Planning for a Disaster

As if worrying about security breaches isn’t enough, you also have to plan for how you will protect data in the event of a natural disaster. While you may have time to move equipment and secure data if a hurricane or snowstorm is predicted, a flash flood or power outage can wreak havoc in the blink of an eye. If you are using paper records or a client/server system, information may be lost forever. Smith suggested, “Before you even get to your disaster recovery or incident response plan, you need to have a business continuity plan.” This involves thinking through what will happen if there is a physical disaster so the business can function until the situation is resolved. “Unfortunately,” he said, “Many companies have never thought about business continuity or conducted exercises to identify key business systems, how they function, and how they need to function at a minimum. “The business continuity plan addresses physical things that happen to the business, such as what happens if there is a flood and people can’t get into the office, so when and if it happens, you are prepared,” said Smith. He added that this is part of security and risk programs, which are implicitly tied together.
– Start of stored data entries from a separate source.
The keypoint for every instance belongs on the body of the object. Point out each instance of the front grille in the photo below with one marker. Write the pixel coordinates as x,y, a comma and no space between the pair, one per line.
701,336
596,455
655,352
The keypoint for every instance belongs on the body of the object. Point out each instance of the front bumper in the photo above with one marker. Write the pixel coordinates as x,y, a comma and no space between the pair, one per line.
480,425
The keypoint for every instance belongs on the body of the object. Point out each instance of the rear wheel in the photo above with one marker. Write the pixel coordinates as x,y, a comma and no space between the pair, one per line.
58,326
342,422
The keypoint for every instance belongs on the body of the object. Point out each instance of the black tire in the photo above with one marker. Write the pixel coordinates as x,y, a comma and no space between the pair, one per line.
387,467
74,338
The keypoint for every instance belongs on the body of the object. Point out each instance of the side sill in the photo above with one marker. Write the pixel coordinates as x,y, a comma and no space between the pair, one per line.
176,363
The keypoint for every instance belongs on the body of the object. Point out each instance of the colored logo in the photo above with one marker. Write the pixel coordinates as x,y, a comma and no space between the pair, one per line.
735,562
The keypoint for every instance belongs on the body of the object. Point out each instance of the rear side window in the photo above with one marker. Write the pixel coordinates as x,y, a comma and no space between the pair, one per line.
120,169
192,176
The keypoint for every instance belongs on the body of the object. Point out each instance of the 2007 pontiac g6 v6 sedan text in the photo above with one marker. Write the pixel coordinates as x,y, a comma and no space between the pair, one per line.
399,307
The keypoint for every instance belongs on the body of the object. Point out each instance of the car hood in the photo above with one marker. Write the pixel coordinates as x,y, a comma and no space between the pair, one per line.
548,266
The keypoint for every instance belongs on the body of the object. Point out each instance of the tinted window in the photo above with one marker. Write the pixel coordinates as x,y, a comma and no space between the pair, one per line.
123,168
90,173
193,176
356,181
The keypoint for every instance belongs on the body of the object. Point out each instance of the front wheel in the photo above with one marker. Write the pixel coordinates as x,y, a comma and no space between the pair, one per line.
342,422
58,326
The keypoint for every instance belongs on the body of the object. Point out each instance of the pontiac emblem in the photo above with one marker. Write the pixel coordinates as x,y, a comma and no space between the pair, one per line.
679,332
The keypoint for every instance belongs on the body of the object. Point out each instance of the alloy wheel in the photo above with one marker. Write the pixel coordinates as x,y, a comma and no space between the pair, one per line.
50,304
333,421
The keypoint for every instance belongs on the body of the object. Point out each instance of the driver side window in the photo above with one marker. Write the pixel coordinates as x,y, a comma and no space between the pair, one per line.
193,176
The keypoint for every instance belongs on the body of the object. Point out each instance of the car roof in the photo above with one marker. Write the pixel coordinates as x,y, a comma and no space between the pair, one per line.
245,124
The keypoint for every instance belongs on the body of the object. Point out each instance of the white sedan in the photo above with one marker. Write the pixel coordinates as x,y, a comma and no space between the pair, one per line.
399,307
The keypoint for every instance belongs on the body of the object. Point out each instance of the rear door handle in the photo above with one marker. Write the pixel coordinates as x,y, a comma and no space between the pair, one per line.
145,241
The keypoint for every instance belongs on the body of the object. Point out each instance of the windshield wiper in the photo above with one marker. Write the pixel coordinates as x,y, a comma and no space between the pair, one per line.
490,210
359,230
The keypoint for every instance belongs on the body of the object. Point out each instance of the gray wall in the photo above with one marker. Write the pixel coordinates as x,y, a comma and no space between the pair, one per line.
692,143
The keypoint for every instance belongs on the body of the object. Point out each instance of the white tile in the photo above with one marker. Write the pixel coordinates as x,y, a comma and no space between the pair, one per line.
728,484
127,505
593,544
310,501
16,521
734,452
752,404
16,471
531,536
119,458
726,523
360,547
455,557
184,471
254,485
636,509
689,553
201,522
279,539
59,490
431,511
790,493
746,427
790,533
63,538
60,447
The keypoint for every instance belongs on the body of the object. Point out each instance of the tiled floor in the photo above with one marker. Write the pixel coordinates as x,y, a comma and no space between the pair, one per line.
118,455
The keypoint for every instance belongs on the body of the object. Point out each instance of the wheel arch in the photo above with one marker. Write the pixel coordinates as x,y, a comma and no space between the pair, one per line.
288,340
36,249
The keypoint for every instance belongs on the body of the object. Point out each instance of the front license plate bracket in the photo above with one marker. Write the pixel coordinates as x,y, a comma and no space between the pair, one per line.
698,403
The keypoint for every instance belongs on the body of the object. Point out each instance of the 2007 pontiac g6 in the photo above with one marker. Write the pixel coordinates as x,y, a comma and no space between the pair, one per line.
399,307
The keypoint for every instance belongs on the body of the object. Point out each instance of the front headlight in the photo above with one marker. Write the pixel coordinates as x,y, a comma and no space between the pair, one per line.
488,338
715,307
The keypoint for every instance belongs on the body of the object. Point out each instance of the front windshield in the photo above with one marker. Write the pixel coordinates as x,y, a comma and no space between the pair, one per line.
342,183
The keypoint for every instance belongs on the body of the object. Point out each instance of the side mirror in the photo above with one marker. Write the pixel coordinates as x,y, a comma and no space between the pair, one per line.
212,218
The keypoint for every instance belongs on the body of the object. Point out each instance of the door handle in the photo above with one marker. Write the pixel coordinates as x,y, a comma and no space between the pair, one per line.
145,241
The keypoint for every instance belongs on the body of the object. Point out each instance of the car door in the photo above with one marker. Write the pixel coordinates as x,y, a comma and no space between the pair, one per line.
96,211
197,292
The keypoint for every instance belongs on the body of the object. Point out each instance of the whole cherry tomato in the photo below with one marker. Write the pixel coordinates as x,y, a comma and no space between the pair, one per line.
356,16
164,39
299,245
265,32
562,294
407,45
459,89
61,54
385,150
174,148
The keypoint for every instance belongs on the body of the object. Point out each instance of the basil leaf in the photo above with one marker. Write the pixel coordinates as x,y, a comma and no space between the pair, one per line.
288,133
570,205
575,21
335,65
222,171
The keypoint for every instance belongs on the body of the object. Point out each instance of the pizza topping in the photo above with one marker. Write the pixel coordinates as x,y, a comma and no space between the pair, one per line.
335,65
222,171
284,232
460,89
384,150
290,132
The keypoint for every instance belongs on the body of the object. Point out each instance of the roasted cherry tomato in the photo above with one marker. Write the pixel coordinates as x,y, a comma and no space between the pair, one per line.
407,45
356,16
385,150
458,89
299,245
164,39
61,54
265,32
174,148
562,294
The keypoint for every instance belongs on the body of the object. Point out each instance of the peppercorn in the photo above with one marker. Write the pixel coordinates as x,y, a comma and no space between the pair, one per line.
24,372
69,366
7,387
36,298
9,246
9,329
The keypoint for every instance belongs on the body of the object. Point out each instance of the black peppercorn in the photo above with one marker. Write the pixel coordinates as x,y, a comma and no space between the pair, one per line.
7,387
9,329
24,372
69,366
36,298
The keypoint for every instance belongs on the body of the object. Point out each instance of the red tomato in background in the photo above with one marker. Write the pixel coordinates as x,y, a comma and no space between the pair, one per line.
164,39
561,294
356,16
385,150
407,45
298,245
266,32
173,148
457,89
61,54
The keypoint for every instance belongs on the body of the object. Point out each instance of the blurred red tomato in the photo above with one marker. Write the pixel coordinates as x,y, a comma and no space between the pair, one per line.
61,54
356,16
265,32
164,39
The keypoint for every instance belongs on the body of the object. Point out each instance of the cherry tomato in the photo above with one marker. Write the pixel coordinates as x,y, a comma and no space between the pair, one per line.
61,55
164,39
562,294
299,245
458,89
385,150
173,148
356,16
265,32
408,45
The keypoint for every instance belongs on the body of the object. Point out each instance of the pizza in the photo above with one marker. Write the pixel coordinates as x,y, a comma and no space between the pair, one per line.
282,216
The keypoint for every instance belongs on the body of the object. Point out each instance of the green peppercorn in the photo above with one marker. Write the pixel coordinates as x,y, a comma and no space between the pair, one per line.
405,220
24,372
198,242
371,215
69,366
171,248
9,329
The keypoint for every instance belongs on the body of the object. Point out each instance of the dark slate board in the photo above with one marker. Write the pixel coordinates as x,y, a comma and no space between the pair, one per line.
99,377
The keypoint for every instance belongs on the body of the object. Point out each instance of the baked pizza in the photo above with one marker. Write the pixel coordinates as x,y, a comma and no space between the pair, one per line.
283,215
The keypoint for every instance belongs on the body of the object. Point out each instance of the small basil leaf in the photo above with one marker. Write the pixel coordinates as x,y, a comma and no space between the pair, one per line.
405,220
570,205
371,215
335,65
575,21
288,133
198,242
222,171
The incident response plan is designed to address four levels of breach:

  1. Someone trying to scan your ports (low level)
  2. Potential harm (such as detection of Malware)
  3. A breach (someone has gotten into your system)
  4. Actual data disclosure (the highest level).

“Make sure you don’t reach level four,” cautioned Smith. “If a lost laptop isn’t encrypted, this is considered a breach. If there is personal health information on the device, it is considered data disclosure. You have to report that to CMS and will be fined heavily.” While you hope to never experience a breach or data disclosure, you need to do everything possible to prevent it and prepare for how you will handle it if it occurs.

Like the business continuity plan, the disaster recovery plan addresses a physical emergency. However, this plan is more detailed, particularly concerning recovery efforts. For instance, the disaster recovery plan will address how the organization will replace lost or damaged devices and where/how staff will work if they can’t come into the office. “All plans are tied together, and work  to keep your business running during different types of events and get you back to normal as soon as possible,” Smith said.

No one can predict the future, but you can be prepared by ensuring that your data is safe and secure, that practitioners and others have access to the information they need, and that this same information is protected from breaches and threats—both externally and from within. “It is no longer enough to have antivirus software and hope for the best. Cybersecurity support and expertise is now the cost of doing business.”